Я по-прежнему ничего не вижу из-за болезненного приступа, но я слышу шорох одежды и понимаю, что наша компания пополнилась еще несколькими людьми. А еще я чувствую, как в теле, лежащем рядом со мной, медленно и неуверенно шевельнулось сердце, словно пробуя жизнь на вкус.
— Не мне? — прохрипел Афиноген, а я повернула на голос голову, пытаясь найти хранителя слепыми глазами. — Теперь, пожалуй, что так и есть.
— Это был безответственный поступок, мы не можем отдать ему твою жизнь.
Слепо шаря руками, я добралась до медленно наливающейся теплом шеи своего Павлика и вцепилась в нее обеими руками. Не отдам. Не подпущу никого. Мое!
— Это добровольная... жертва, — пробормотал Генка. — Как бы там ни было... уже поздно... я чувствую пульс.

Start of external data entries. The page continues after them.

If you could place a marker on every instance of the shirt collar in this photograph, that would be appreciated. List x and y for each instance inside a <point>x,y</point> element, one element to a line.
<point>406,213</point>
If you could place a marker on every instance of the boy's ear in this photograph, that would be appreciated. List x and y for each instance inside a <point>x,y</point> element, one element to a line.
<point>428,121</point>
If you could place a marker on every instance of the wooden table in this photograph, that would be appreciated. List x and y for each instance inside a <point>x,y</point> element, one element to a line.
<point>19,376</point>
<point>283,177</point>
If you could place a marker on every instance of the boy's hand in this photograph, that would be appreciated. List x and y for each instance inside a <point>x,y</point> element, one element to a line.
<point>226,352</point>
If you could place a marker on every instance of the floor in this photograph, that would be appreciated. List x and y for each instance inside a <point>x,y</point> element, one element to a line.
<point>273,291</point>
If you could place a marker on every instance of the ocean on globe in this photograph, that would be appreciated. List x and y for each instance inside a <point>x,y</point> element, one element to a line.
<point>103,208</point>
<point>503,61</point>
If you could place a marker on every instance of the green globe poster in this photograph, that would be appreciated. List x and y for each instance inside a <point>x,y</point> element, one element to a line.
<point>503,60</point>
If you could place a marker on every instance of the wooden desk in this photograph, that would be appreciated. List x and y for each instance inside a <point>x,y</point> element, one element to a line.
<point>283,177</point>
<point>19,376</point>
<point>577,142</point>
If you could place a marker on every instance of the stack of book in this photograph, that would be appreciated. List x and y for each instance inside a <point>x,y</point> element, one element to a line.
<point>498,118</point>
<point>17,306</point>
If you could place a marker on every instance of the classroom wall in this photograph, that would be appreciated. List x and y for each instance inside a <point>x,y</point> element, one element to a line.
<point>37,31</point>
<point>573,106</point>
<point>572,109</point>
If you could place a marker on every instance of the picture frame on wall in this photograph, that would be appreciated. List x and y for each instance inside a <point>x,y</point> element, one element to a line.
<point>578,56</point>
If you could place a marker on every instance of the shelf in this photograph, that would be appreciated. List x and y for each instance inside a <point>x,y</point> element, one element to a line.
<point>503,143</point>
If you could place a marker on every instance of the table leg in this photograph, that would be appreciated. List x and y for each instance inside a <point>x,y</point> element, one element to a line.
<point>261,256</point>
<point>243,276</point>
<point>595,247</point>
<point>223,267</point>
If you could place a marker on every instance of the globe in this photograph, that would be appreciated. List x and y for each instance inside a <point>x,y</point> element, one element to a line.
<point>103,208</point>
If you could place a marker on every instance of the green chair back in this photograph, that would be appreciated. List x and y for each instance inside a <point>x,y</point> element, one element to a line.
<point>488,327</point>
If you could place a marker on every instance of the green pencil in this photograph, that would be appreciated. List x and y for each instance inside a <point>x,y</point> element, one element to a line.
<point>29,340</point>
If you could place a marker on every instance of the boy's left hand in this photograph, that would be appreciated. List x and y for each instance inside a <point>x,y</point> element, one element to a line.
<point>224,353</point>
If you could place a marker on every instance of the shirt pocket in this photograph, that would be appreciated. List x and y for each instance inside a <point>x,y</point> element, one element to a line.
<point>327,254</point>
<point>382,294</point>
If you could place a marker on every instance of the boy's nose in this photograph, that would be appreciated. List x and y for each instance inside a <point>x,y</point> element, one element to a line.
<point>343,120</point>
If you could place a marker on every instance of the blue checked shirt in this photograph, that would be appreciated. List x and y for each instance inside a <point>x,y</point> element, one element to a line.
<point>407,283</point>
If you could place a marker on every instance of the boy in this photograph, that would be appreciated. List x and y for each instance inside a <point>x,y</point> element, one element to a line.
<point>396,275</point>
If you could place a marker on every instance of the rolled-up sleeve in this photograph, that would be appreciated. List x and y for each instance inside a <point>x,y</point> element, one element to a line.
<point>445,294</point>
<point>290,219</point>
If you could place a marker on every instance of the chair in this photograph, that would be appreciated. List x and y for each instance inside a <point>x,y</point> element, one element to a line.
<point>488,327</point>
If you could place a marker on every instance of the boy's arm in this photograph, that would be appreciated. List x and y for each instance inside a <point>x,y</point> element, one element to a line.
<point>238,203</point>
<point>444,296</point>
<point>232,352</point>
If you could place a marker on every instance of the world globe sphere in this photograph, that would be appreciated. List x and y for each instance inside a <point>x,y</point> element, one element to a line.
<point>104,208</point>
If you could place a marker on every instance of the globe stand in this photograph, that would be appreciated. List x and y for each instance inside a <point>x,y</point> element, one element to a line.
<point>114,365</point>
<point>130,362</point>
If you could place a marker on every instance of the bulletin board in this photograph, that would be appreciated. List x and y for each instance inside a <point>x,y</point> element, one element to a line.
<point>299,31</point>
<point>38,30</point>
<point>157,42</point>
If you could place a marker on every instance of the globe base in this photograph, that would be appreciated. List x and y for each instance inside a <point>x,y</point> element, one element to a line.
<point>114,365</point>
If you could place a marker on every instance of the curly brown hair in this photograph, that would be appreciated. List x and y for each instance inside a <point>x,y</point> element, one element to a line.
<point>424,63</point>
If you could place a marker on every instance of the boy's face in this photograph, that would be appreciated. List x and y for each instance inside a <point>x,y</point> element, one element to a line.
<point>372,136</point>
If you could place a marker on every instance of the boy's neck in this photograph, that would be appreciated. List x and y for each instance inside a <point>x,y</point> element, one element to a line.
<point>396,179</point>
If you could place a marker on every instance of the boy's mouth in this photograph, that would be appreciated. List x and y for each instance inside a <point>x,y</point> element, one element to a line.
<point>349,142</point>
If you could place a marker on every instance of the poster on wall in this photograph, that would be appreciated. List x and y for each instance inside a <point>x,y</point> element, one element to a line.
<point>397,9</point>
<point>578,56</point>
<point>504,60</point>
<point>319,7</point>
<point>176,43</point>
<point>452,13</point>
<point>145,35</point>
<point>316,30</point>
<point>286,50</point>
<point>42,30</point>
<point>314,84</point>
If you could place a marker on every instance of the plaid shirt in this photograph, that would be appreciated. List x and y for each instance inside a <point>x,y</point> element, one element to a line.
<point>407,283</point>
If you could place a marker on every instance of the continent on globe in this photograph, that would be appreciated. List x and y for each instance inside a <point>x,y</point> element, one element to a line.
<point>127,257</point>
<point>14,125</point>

Кто-то дотронулся до моего плеча, и я заорала, огрызаясь по сторонам, не слушая успокаивающих слов, не видя того, кто пытается оторвать меня от мужа. Кажется, я кого-то ударила. И, если верить соленому металлическому вкусу крови во рту, даже покусала, а потом вместе со странным звоном на мою голову обрушился, судя по ощущениям, целый сугроб колючего снега, и я, продолжая цепляться слабеющими пальцами за Павлика, потеряла сознание.
В себя пришла от тихого шепота над моей головой:
— Слушай, может все-таки позвать кого-то? Вторые сутки пошли...
— Тебе Дуная что велела?
— Сидеть и не дергаться...
— Вот и не дергайся. И ради богов! Прекрати ныть все время. Мало мне Совета, так еще и ты со своим нытьем.
Я осторожно приоткрыла один глаз и выдохнула с облегчением: зрение все-таки ко мне вернулось.
Вернулось, чтобы сообщить мне о том, что я лежу на кровати в женском флигеле в своей собственной старой комнате, в той самой, где мною были пролиты ведра слез и истрачены километры нервов.
— Проклятье!
Я рывком села на постели и застонала, когда от резкого движения в голове зазвенело.
— Соня! — одновременно вскрикнули Ларс и Гаврик, которые стояли справа от меня. — Осторожно!
Двумя руками ухватилась за голову и прохрипела:
— Что происходит?
— Ты очнулась, — улыбнулся Ларс.
— Я боялся, что ты никогда не вернешься, — вдруг всхлипнул Гаврик и, упав на колени, уткнулся лицом в одеяло в районе моих колен.
— Почему я здесь? — спросила я о ненужном, потому что о нужном спрашивать было страшно.